# Distorsión de las emisoras de 27 Mhz



## Armin (Dic 20, 2005)

Saludos,

Estoy haciendo un proyecto de cacharreo para comunicar dos PCs usando emisoras de 27 Mhz y experimentar con las comunicaciones digitales.

El asunto es que veo que las emisoras de 27 Mhz tienen bastante distorsión. Osea, cuando recibo un tono de 1000 Hz, por ejemplo, con el volumen bajo el tono se recibe con forma casi triangular. Subes el volumen y hay un momento en que parece un tono de verdad. A partir de ahí, sigues subiendo y ya empieza a recortarse.

Osea , que tiene un punto muy crítico de volumen, por debajo tiende a una señal triangular, y por encima distorsiona. La salida de speakers de la emisora la tengo conectada directamente a la entrada de linea de la tarjeta de sonido. No se si haría falta algún circuito entre medias, o esque las emsioras de 27 Mhz son así de cutres, esa es mi duda.


Para lo que quiero hacer, estos armónicos que se producen no me molestan, porque necesito muy poco ancho de banda, pero si quisiera transmitir más rápido o realizar otro tipo de modulaciones que empleen todo el espectro (de 400 a 4000 Hz aprox.), esos armónicos podrían causarme problemas.

gracias


----------



## Armin (Dic 21, 2005)

Perdonad amigos, pero ya he descubierto el problema. Tenía un cable que no estaba correctamente conectado al divisor de tensión entre la tarjeta de sonido y la entrada de micro de la emisora, por eso distorsionaba tanto.
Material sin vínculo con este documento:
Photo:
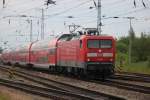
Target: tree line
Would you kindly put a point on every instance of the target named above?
(140, 50)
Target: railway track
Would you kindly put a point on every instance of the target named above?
(135, 74)
(44, 92)
(131, 78)
(65, 87)
(123, 85)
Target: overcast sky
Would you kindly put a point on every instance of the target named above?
(16, 30)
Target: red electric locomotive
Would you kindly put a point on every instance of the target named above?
(69, 53)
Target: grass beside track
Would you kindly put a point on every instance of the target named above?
(140, 67)
(4, 97)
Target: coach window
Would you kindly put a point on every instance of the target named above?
(80, 43)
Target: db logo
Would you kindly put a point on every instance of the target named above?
(99, 54)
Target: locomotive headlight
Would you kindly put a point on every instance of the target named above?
(107, 54)
(91, 54)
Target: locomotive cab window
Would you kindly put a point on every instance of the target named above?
(93, 44)
(99, 43)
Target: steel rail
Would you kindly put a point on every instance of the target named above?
(67, 87)
(131, 78)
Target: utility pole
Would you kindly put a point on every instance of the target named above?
(30, 30)
(99, 23)
(73, 27)
(130, 39)
(42, 25)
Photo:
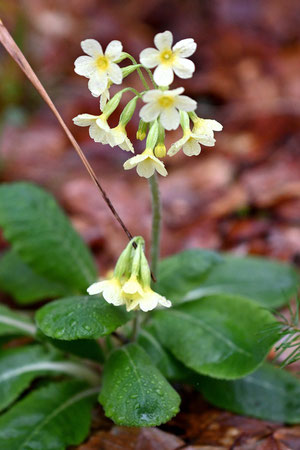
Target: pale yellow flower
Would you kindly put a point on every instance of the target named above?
(146, 164)
(118, 137)
(100, 68)
(166, 105)
(168, 59)
(110, 289)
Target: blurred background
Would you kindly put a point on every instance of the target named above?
(242, 195)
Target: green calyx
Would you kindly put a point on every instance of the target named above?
(152, 135)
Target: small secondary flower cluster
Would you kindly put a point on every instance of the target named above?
(164, 108)
(130, 284)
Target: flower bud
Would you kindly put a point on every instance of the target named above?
(152, 135)
(112, 104)
(142, 130)
(184, 121)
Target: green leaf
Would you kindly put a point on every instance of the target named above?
(25, 285)
(221, 336)
(80, 318)
(52, 417)
(84, 348)
(134, 393)
(170, 367)
(18, 367)
(43, 236)
(269, 283)
(14, 323)
(269, 393)
(184, 272)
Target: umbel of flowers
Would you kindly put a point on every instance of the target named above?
(161, 108)
(130, 283)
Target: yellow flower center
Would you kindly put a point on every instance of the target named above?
(198, 124)
(160, 151)
(167, 56)
(166, 101)
(102, 63)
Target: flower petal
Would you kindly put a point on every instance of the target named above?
(96, 288)
(213, 125)
(149, 57)
(191, 148)
(84, 120)
(127, 145)
(149, 112)
(163, 75)
(164, 302)
(85, 66)
(134, 161)
(163, 40)
(152, 95)
(105, 96)
(178, 145)
(185, 103)
(115, 73)
(146, 168)
(169, 119)
(176, 91)
(207, 140)
(97, 83)
(160, 167)
(185, 47)
(149, 302)
(113, 50)
(184, 68)
(91, 47)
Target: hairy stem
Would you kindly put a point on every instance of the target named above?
(136, 326)
(156, 222)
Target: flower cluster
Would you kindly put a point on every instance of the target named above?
(163, 108)
(130, 283)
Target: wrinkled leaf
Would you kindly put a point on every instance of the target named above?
(269, 393)
(43, 236)
(14, 323)
(134, 393)
(52, 417)
(80, 318)
(170, 367)
(18, 367)
(269, 283)
(25, 285)
(221, 336)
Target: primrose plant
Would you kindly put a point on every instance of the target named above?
(197, 317)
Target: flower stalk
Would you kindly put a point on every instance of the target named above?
(156, 223)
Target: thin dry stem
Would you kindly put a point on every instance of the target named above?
(14, 51)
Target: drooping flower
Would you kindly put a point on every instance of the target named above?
(169, 59)
(97, 133)
(166, 106)
(110, 289)
(206, 127)
(104, 98)
(118, 136)
(99, 68)
(146, 164)
(130, 284)
(202, 133)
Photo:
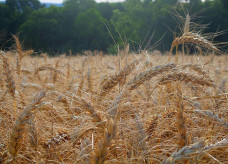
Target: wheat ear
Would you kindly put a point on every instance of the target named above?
(19, 126)
(101, 152)
(187, 78)
(118, 78)
(180, 117)
(184, 153)
(9, 78)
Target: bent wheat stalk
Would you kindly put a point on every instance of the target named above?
(19, 126)
(118, 78)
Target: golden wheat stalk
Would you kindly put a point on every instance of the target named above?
(16, 135)
(118, 78)
(8, 74)
(181, 123)
(101, 152)
(187, 78)
(212, 116)
(33, 133)
(184, 153)
(148, 74)
(192, 38)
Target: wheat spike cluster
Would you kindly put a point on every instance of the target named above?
(115, 108)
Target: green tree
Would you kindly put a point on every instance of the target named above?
(90, 31)
(43, 30)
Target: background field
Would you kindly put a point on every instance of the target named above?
(129, 108)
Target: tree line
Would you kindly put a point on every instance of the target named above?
(80, 25)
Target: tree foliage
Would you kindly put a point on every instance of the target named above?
(81, 25)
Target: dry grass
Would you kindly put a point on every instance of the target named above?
(152, 117)
(113, 109)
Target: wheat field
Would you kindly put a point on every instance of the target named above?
(143, 107)
(129, 108)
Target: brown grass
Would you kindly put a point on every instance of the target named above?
(145, 111)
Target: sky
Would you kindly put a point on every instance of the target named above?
(60, 1)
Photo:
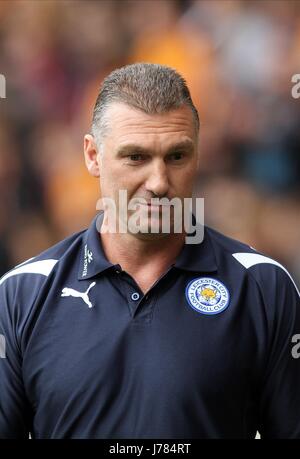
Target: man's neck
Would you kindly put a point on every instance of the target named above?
(145, 260)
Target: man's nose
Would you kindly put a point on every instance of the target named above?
(158, 181)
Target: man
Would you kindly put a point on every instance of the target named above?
(137, 333)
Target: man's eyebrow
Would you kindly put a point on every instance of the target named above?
(130, 149)
(138, 149)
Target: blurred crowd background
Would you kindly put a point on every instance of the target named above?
(238, 58)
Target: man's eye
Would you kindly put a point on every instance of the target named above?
(176, 156)
(136, 157)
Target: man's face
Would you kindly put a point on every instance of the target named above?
(149, 156)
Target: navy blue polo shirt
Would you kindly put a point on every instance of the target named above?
(205, 353)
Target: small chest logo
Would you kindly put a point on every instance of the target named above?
(67, 291)
(207, 295)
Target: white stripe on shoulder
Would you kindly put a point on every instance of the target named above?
(43, 267)
(252, 259)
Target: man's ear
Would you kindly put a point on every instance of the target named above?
(91, 155)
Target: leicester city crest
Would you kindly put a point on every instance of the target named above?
(207, 295)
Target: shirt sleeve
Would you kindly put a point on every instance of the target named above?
(14, 407)
(280, 389)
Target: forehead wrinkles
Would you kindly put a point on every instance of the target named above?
(125, 120)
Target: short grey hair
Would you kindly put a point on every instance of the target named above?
(151, 88)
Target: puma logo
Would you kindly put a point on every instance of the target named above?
(84, 295)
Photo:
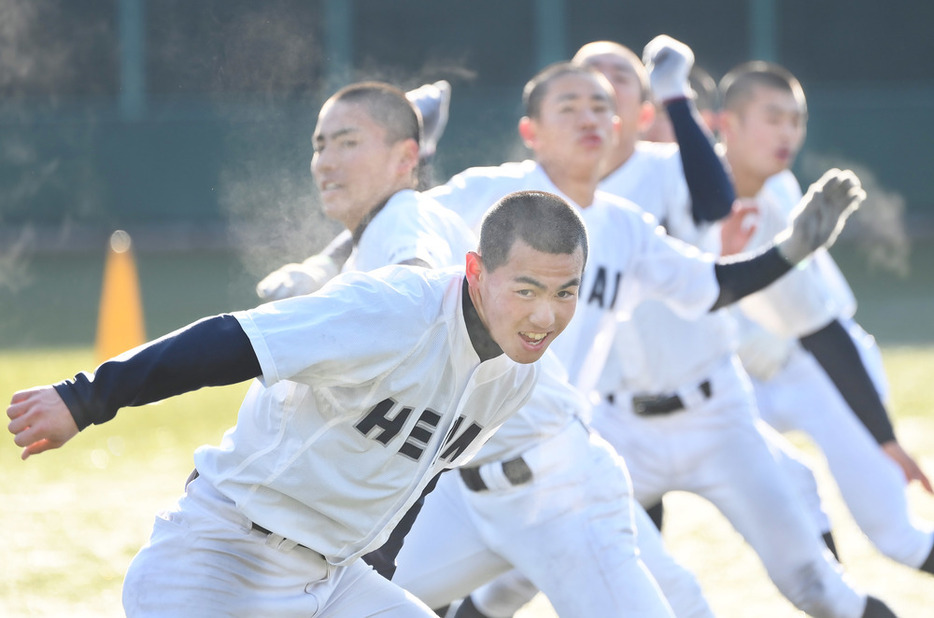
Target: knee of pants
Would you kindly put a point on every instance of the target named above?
(904, 543)
(807, 589)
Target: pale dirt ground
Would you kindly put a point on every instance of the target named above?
(733, 579)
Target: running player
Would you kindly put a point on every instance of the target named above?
(836, 370)
(341, 432)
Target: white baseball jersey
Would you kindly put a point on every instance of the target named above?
(814, 292)
(342, 432)
(656, 350)
(653, 178)
(630, 260)
(412, 226)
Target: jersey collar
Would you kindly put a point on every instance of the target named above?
(480, 337)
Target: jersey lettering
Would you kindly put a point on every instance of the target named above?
(378, 417)
(599, 290)
(460, 444)
(389, 424)
(418, 438)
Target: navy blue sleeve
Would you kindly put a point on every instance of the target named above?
(742, 275)
(211, 352)
(709, 183)
(836, 352)
(383, 559)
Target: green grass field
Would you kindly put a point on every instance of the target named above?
(72, 519)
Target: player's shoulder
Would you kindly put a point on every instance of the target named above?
(781, 190)
(619, 206)
(656, 150)
(618, 213)
(513, 171)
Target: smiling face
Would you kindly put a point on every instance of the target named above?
(764, 133)
(574, 128)
(529, 300)
(624, 75)
(355, 166)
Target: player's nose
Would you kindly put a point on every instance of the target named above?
(543, 315)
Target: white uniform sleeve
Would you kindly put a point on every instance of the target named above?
(672, 271)
(813, 293)
(339, 334)
(414, 227)
(471, 193)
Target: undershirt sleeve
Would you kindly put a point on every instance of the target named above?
(739, 278)
(211, 352)
(834, 349)
(709, 184)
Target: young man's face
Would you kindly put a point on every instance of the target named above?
(527, 301)
(575, 126)
(353, 166)
(763, 136)
(628, 88)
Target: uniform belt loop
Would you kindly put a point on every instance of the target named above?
(516, 471)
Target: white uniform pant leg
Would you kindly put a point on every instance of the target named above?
(792, 462)
(569, 531)
(803, 398)
(504, 596)
(680, 587)
(715, 451)
(203, 559)
(444, 557)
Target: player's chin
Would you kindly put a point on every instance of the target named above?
(529, 351)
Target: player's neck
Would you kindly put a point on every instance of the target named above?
(579, 185)
(746, 183)
(618, 157)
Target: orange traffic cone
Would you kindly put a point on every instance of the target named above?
(120, 320)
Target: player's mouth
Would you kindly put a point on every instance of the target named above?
(533, 340)
(783, 154)
(591, 140)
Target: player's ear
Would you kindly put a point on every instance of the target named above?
(726, 123)
(647, 113)
(407, 150)
(474, 268)
(527, 131)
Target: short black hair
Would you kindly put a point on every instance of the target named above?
(387, 105)
(537, 87)
(544, 221)
(737, 85)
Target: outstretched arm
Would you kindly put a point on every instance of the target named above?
(816, 222)
(834, 349)
(211, 352)
(669, 64)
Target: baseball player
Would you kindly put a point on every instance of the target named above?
(432, 102)
(816, 385)
(664, 352)
(517, 505)
(706, 96)
(340, 432)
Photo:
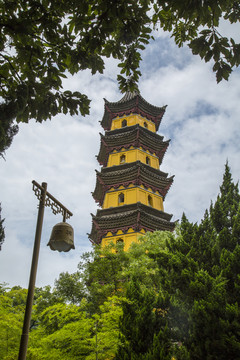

De todas formas ahora el primer armónico queda 25 dBs por debajo y el segundo armónico queda 40 dBs por debajo (para un tono de prueba de 1000 Hz)

Tampoco es ninguna maravilla


----------



## alfotron (Feb 4, 2007)

Tendrias que conectar la salida de audio para tu placa desde el punto superior del potenciometro de volumen, de esta manera el audio no estaria amplificado por la etapa amplificadora de audio, evitando distorsiones y no dependiendo del control de volumen.
Es tan solo una sugerencia pues depende el nivel de señal que tengas que necesitar para exitar tu placa


----------